Mary Wood always puts her female characters through the mill (no pun intended) and Mags is no exception. In a time when a woman bowed down to her husband I felt so sad for her. She’s a fabulous creation and I was rooting for her to get through to the other side of her nightmare situation. It’s fair to say that the ending made me very happy indeed.
Mags has some very strong female friends, not only Flors and Ella but also Betsy, a friend from childhood, and another friend she makes through her marriage (whose name I will not share so as not to give anything away). All of these women have children and as I was reading I was thinking that I’d love to know what happens to them next so imagine my delight on reading at the end that there’s a book four on the horizon, The Brave Daughters, all about the children as they grow up.

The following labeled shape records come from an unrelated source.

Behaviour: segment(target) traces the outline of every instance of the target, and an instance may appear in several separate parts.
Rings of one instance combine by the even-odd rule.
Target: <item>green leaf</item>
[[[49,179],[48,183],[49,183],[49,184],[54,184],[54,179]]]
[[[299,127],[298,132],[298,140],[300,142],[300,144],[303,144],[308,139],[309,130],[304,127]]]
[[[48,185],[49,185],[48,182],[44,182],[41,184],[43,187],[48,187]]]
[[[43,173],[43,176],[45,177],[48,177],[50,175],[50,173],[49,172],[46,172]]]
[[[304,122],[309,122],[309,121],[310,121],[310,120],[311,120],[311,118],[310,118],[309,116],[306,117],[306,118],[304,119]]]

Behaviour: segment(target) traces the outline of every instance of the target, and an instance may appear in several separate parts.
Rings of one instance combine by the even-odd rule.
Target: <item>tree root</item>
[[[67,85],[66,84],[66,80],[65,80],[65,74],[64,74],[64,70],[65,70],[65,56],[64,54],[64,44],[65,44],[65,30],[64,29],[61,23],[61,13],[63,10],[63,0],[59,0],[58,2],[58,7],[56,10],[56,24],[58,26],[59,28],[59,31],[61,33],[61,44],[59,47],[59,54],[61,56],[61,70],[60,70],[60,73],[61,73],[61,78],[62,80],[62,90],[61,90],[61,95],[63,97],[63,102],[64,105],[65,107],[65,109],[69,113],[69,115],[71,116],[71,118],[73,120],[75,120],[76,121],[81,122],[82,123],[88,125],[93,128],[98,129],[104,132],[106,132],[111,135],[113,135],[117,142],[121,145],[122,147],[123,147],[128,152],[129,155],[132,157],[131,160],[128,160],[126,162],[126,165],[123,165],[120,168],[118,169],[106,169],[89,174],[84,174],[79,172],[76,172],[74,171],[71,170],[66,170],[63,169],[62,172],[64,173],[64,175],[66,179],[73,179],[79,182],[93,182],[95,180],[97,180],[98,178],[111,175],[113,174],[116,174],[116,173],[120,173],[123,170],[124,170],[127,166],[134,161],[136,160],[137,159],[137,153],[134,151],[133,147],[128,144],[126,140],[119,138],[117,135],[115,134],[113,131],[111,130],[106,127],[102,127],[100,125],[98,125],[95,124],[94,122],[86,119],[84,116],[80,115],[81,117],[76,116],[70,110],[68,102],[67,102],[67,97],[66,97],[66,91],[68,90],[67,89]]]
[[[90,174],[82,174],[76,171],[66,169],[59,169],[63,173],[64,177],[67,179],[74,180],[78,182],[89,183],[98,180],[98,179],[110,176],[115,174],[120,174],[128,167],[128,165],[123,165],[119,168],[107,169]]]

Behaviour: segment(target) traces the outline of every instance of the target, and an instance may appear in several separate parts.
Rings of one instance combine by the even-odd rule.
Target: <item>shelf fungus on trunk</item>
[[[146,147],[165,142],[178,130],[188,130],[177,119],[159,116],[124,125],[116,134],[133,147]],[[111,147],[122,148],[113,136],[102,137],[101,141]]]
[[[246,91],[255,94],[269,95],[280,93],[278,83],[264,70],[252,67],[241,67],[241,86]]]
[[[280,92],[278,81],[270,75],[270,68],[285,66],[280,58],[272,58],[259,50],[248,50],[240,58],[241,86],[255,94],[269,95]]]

I can’t imagine not loving a Mary Wood book. They’re so easy to read yet they’re filled with harrowing events. Thankfully, there are always some joyful ones too to balance it out. She writes about hard times in a very relatable way and I always find them gripping and compassionate reads.
Born the thirteenth child of fifteen to a middle-class mother and an East End barrow boy, Mary Wood’s family were poor, but rich in love. Over time, she developed a natural empathy with the less fortunate and is fascinated by social history. Mary raised four children and has numerous grandchildren, step-grandchildren and great-grandchildren. An avid reader, she first put pen to paper in 1989, and is now a full-time novelist.